Pandas DataFrames with NaNs equality comparison

Question

In the context of unit testing some functions, I'm trying to establish the equality of 2 DataFrames using python pandas:

ipdb> expect
                            1   2
2012-01-01 00:00:00+00:00 NaN   3
2013-05-14 12:00:00+00:00   3 NaN

ipdb> df
identifier                  1   2
timestamp
2012-01-01 00:00:00+00:00 NaN   3
2013-05-14 12:00:00+00:00   3 NaN

ipdb> df[1][0]
nan

ipdb> df[1][0], expect[1][0]
(nan, nan)

ipdb> df[1][0] == expect[1][0]
False

ipdb> df[1][1] == expect[1][1]
True

ipdb> type(df[1][0])
<type 'numpy.float64'>

ipdb> type(expect[1][0])
<type 'numpy.float64'>

ipdb> (list(df[1]), list(expect[1]))
([nan, 3.0], [nan, 3.0])

ipdb> df1, df2 = (list(df[1]), list(expect[1])) ;; df1 == df2
False

Given that I'm trying to test the entire of expect against the entire of df, including NaN positions, what am I doing wrong?

What is the simplest way to compare equality of Series/DataFrames including NaNs?

score 61 · Accepted Answer · edited Jun 09 '19 at 00:29

61

You can use assert_frame_equals with check_names=False (so as not to check the index/columns names), which will raise if they are not equal:

In [11]: from pandas.testing import assert_frame_equal

In [12]: assert_frame_equal(df, expected, check_names=False)

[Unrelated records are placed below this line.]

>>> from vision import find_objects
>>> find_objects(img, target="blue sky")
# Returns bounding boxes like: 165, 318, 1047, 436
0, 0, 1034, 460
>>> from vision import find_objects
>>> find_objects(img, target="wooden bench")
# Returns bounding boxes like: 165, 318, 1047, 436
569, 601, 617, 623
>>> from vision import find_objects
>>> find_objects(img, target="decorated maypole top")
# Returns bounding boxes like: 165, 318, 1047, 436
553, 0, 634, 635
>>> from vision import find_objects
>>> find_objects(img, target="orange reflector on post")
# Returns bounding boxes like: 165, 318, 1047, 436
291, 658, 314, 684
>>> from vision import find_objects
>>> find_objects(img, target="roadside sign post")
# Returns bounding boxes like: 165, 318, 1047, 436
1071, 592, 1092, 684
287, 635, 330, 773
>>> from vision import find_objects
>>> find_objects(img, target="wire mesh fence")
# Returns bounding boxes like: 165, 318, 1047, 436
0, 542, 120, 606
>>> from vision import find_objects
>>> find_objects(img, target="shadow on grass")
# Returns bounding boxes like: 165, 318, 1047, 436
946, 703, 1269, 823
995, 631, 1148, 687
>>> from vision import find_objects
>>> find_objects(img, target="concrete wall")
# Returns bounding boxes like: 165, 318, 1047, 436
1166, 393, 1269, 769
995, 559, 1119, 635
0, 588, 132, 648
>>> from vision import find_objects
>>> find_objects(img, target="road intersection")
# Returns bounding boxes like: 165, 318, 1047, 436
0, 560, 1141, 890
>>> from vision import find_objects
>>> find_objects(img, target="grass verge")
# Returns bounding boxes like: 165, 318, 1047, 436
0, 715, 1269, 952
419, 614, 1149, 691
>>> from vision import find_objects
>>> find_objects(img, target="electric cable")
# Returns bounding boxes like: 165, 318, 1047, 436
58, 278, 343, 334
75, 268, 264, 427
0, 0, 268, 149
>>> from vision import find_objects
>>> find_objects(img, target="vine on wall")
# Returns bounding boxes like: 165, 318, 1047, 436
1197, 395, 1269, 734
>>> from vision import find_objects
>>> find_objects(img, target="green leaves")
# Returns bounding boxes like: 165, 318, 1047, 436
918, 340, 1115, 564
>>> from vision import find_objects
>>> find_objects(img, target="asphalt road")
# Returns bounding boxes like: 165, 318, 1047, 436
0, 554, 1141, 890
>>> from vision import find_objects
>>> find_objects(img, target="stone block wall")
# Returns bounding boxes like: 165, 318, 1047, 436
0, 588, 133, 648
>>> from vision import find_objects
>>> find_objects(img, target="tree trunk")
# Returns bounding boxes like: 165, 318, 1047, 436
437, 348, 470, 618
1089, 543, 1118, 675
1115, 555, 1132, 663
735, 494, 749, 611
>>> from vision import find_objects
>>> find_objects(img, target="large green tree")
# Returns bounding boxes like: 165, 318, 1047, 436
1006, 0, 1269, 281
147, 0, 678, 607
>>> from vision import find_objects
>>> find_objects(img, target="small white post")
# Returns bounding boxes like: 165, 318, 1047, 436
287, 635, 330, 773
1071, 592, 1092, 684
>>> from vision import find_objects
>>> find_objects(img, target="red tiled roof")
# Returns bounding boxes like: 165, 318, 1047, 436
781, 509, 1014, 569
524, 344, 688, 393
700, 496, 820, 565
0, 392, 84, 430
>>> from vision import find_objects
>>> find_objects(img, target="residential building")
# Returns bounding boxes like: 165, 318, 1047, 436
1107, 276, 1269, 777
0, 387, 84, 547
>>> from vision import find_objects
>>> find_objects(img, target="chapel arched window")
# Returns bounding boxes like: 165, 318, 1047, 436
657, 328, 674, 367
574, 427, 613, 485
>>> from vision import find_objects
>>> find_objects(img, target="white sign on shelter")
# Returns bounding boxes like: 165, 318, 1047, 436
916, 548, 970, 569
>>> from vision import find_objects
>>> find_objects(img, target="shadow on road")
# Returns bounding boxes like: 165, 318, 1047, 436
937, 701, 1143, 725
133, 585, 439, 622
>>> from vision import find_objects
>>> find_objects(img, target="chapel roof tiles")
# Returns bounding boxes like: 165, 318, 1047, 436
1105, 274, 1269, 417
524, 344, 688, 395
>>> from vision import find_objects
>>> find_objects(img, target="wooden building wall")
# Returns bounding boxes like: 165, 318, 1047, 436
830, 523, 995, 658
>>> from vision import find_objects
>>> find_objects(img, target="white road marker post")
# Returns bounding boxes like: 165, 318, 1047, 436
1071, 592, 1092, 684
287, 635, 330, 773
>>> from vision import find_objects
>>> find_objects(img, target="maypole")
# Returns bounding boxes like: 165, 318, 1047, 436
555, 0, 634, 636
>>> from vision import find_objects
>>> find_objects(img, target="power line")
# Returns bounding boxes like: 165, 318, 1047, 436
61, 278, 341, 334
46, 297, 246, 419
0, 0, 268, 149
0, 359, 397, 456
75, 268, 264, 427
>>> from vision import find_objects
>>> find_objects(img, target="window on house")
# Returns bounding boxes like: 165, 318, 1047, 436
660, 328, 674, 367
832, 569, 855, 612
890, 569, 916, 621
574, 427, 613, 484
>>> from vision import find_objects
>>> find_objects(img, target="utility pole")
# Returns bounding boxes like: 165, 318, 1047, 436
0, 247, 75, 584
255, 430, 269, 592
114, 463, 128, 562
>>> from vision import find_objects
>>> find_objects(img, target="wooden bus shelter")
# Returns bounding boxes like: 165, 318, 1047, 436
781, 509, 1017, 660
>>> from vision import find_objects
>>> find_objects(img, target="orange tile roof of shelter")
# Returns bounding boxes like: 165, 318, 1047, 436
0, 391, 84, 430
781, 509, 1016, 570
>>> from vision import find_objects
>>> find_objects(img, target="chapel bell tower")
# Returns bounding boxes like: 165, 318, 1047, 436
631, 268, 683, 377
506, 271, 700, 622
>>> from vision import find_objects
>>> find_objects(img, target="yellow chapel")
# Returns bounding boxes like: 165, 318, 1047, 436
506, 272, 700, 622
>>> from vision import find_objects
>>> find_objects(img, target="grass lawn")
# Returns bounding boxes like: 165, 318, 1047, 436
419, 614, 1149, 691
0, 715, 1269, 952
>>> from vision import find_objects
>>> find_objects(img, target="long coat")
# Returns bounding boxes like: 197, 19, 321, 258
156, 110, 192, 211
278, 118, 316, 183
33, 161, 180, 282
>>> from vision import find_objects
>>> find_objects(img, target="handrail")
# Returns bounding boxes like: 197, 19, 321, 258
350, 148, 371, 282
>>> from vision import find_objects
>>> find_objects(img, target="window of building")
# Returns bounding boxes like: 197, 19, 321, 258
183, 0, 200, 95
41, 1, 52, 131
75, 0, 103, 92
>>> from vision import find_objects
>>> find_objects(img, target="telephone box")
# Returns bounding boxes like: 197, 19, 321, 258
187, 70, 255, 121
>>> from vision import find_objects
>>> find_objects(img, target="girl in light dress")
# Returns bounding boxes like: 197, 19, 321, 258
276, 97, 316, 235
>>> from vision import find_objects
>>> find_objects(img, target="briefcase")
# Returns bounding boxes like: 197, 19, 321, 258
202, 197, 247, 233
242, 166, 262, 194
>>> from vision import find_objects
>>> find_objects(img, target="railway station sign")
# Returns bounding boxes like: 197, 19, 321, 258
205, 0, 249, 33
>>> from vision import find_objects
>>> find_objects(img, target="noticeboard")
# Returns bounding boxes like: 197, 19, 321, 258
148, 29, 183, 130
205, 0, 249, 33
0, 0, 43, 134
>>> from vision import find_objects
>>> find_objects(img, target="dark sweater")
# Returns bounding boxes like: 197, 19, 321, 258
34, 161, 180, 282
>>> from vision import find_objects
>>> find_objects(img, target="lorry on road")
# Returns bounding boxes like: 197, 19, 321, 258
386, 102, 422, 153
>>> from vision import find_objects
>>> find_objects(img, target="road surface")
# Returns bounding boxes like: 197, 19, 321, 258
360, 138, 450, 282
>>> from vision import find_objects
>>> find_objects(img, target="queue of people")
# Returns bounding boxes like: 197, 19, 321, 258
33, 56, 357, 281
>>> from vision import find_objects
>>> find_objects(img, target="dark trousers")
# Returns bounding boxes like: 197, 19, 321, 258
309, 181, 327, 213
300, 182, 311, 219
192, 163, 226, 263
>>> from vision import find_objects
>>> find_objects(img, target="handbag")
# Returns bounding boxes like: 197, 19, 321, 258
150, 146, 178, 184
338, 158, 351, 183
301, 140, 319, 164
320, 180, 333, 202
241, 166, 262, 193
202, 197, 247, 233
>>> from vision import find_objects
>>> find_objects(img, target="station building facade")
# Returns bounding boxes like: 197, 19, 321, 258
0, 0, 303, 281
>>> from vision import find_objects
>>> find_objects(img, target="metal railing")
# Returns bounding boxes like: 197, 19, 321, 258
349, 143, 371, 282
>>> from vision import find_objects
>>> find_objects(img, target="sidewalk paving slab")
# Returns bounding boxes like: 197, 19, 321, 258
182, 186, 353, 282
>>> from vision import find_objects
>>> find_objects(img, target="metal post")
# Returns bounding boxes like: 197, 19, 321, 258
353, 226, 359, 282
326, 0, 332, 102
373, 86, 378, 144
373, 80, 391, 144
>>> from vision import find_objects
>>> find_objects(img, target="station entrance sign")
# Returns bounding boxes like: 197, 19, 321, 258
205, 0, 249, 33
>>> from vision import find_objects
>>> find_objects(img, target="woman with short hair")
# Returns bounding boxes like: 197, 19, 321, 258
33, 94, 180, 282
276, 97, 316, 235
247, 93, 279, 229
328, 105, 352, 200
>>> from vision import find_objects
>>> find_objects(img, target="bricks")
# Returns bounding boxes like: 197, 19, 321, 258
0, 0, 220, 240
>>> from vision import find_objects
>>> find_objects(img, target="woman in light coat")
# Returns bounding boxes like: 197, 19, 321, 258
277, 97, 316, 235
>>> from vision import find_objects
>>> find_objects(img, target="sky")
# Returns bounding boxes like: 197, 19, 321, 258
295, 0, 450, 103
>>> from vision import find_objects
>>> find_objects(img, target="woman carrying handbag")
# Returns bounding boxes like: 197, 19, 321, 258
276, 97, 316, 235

You can wrap this in a function with something like:

try:
    assert_frame_equal(df, expected, check_names=False)
    return True
except AssertionError:
    return False

In more recent pandas this functionality has been added as .equals:

df.equals(expected)

edited Jun 09 '19 at 00:29

cs95

379,657
97
704
746

answered Oct 11 '13 at 16:17

Andy Hayden

359,921
101
625
535

I accepted this one rather than the others (which are useful!) since the real crux of my question was about comparing DataFrames - I've edited it a little to make this more clear. – Steve Pike Oct 11 '13 at 16:28
FYI, this is the slowest method as its done recursively and not vectorized (we use it for testing) – Jeff Oct 11 '13 at 16:29
1

@StevePike Not sure I understand this: "...since the real crux of my question was about comparing DataFrames". All solutions present at the moment are showing ways to compare `DataFrames`. *Validating* them is a slightly different question. Maybe I'm being a bit pedantic. – Phillip Cloud Oct 11 '13 at 16:37
1

This gives a `FutureWarning` when the objects are not equal: `print assert_frame_equal(X, df)` gives output `None` and warning `/usr/local/lib/python2.7/site-packages/numpy/core/numeric.py:2367: FutureWarning: numpy equal will not check object identity in the future. The comparison did not return the same result as suggested by the identity (`is`)) and will change. return bool(asarray(a1 == a2).all())` – FooBar Mar 12 '15 at 15:12
@FooBar Interesting, I expect this will be fixed in pandas 0.16. (out soon) – Andy Hayden Mar 14 '15 at 00:59
@FooBar which version of numpy/pandas are you using? I just updated to latest numpy (1.9.2) and do not see this message. Pandas 0.15.2. – Andy Hayden Mar 14 '15 at 08:39
It appears that `check_names=False` ignores neither column nor index differences. Even with it set I get `AssertionError: DataFrame.index are different` and when I set the same index I still get `AssertionError: DataFrame.columns are different`. Only if I set the same index and columns then then everything is ok. Not sure what `check_names` is supposed to control. – kilgoretrout Oct 30 '15 at 22:27
@river_jones `check_names` compares the `df.index.names` and `df.columns.names` attributes – Andy Hayden Oct 30 '15 at 22:49

score 48 · Answer 2 · edited May 23 '17 at 11:47

48

One of the properties of NaN is that NaN != NaN is True.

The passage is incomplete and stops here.